ニジマスの分布域としては、カムチャツカ半島から北アメリカ大陸西岸(太平洋岸)のアラスカ、カナダ、アメリカ合衆国西海岸およびメキシコ北西部の一部です。

日本には、明治時代の1877年に、アメリカのカリフォルニア州から養殖目的で導入されました。
そこから100年以上の年月をかけ、日本、特に北海道の自然水系にゆっくりと定着していったと言われています。

ニジマス

従いまして、ニジマスは外来種なのですが、日本の「外来生物法」ではニジマスは「侵略的外来生物」には指定されていますが、これは「特定外来生物指定」のように輸入、販売、譲渡、放流など規制の対象にはなっておりません。何も制限がないと言っていいのです。
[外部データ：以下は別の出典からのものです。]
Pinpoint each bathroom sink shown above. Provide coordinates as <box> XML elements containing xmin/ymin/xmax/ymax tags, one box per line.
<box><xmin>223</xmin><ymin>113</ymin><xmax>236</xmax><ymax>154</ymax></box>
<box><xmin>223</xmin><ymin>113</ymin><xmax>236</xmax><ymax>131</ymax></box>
これには訳があり、ニジマスは重要な観光資源であり、日本の経済活動に貢献してくれる資源であることが広く認知されている魚です。

日本におけるニジマスの歴史は長いですし、ニジマスが完全に定着してしまっている河川への放流が繰り返されていることも事実です。

そして養殖や管理釣り場の経営など、その河川に生息するニジマスで生計を立てている方も多くいらっしゃいます。

これと同じにチョウザメもキャビア採取目的で放流してしまい、経済活動に貢献してもらうということもありなのかなと思います。

日本の「外来生物法」に対する考え方は、自然第一でなく、経済活動第一なので、そうであれば、そういう考えもありなのかなと思ってしまうのです。